There’s no one here to yell at me or make me feel like I’m worthless. I’m a grown man who can handle anything slung my way, including a stupid harmless drawing.

I can do this. If not for myself, then for the future my brothers have dreamed of. Instead of focusing on the past, I remind myself of the future. One where Declan becomes CEO with me serving as his CFO. Of Cal finally finding his place within the company once we take control.

I take a seat, grab a fresh piece of paper and a pencil, and get to work.

* * *

I stop at the entrance to Zahra’s cubicle and take a moment to observe her. She bobs her head to whatever plays out of the white earbuds while she taps away at her keyboard. Her pin of the day flashes under the overhead light. Today’s choice features a salt and pepper shaker with the phraseSeasons Greetingswritten below it.

Who could hate themselves enough to wear something so atrocious?

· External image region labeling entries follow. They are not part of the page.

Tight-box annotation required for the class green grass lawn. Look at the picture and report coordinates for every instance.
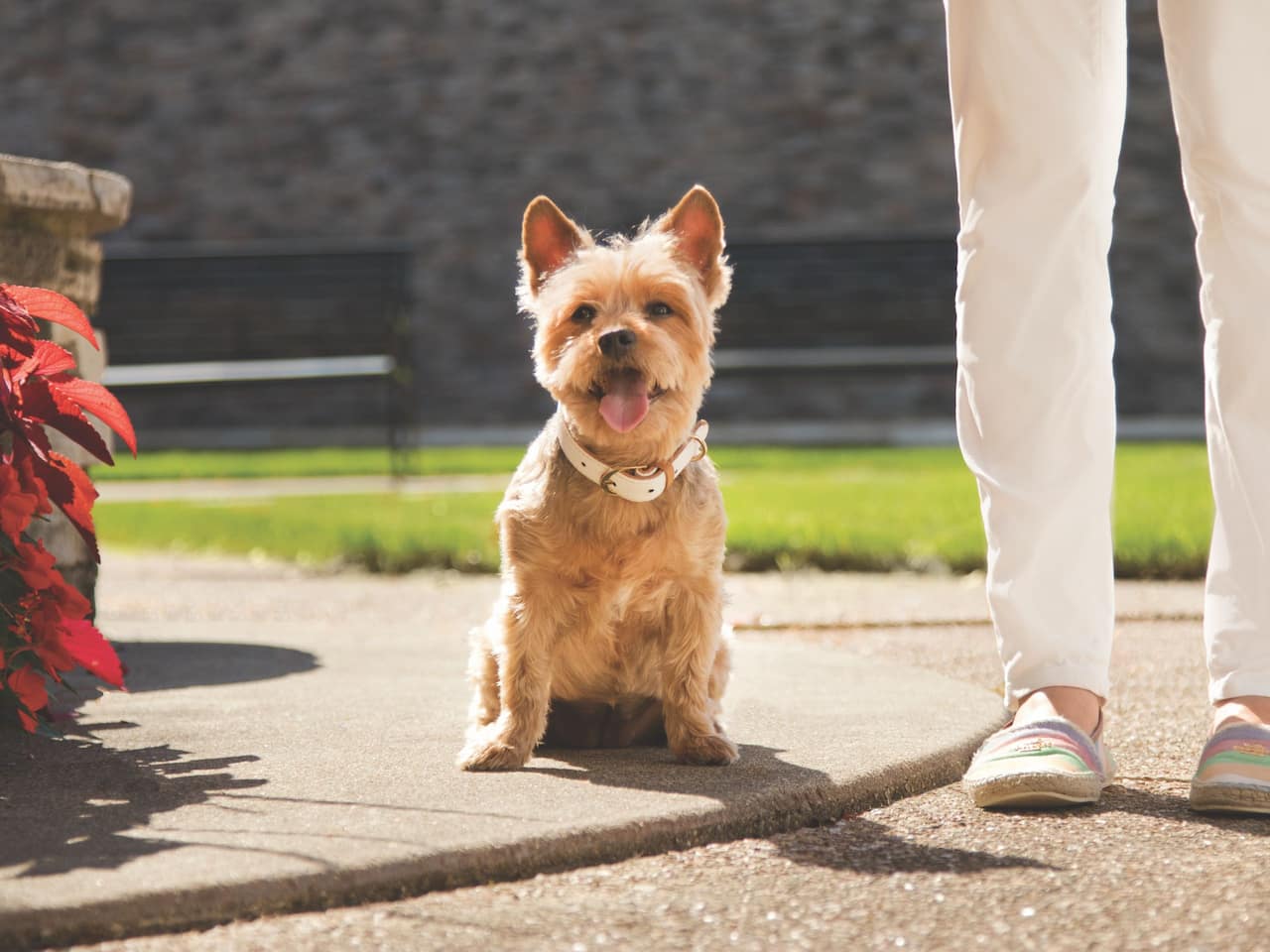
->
[94,443,1211,577]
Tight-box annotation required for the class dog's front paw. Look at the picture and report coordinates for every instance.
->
[458,731,530,771]
[672,734,740,767]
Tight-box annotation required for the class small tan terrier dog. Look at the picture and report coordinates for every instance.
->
[458,185,736,771]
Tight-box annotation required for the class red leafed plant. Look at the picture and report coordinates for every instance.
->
[0,285,137,731]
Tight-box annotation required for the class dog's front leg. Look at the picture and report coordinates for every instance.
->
[662,579,738,765]
[458,593,555,771]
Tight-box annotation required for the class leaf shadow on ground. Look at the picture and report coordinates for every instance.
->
[0,724,266,877]
[0,641,318,877]
[72,640,318,699]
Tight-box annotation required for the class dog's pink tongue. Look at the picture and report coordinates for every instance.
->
[599,371,648,432]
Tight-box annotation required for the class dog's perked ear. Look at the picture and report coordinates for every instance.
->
[657,185,725,298]
[521,195,586,295]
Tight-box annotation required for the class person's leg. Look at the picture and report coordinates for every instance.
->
[945,0,1126,731]
[1160,0,1270,726]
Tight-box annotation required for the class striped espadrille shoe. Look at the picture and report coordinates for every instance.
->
[1192,724,1270,813]
[962,717,1115,808]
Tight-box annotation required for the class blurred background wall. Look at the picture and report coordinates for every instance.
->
[0,0,1203,445]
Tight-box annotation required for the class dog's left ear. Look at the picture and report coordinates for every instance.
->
[521,195,586,295]
[657,185,726,298]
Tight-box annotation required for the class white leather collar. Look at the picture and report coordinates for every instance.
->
[559,418,710,503]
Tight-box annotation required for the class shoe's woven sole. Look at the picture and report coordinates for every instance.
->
[965,774,1105,810]
[1190,783,1270,813]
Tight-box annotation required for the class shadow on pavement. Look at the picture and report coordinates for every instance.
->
[0,724,266,877]
[1092,779,1270,837]
[50,639,320,721]
[774,816,1057,876]
[525,744,830,803]
[112,641,318,693]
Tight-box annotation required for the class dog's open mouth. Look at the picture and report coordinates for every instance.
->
[590,368,666,432]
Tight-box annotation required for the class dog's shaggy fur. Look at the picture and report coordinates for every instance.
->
[458,185,736,770]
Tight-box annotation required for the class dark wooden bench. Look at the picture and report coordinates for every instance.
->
[706,237,956,441]
[96,244,414,459]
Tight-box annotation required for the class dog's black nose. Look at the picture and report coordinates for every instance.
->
[599,327,635,357]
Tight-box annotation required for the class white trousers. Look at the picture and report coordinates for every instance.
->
[945,0,1270,708]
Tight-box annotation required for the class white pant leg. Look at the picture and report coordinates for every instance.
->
[1160,0,1270,701]
[945,0,1126,708]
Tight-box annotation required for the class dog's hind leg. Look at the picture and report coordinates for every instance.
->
[467,622,499,735]
[706,622,731,734]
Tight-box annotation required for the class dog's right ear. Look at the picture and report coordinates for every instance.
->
[521,195,586,295]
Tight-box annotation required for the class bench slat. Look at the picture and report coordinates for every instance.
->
[103,354,396,387]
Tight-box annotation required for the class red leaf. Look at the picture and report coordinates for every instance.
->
[13,340,75,384]
[22,377,114,466]
[41,453,101,562]
[5,665,49,731]
[63,621,123,688]
[0,285,40,353]
[50,376,137,456]
[0,291,101,350]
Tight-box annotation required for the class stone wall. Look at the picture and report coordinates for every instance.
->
[0,0,1202,436]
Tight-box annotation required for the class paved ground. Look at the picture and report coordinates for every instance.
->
[0,550,1270,952]
[0,556,999,948]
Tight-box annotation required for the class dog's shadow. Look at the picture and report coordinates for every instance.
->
[525,744,835,805]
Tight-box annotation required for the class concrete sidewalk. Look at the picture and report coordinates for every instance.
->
[0,553,1010,949]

My gaze flickers across her body before landing on the curve of her neck. The soft skin is meant to entice. To kiss and mark while she’s fucked into oblivion. There are plenty of things I’d want to do to that pretty little neck if given a chance.

Except, that’s not possible.

My moment of weakness won’t happen again. She might claim she won’t report me to HR, but I haven’t made it this far in life by trusting anyone but myself. Her options are endless, and she has every opportunity to squeeze money out of me like a wet rag. The media alone could pay for her to retire at her whopping age of twenty-three. The thought leaves a sour taste in my mouth, making my tongue dry and my throat tight.

I stomp toward her desk and slap the drawing on the surface.

She jumps up in her seat before dropping back into the cushion. “Hello! Can you announce your presence like a normal person?”

I don’t reply because I’m afraid to breathe while this close to her. All it takes is one scent of her perfume for my blood to reroute its path from my brain to my dick.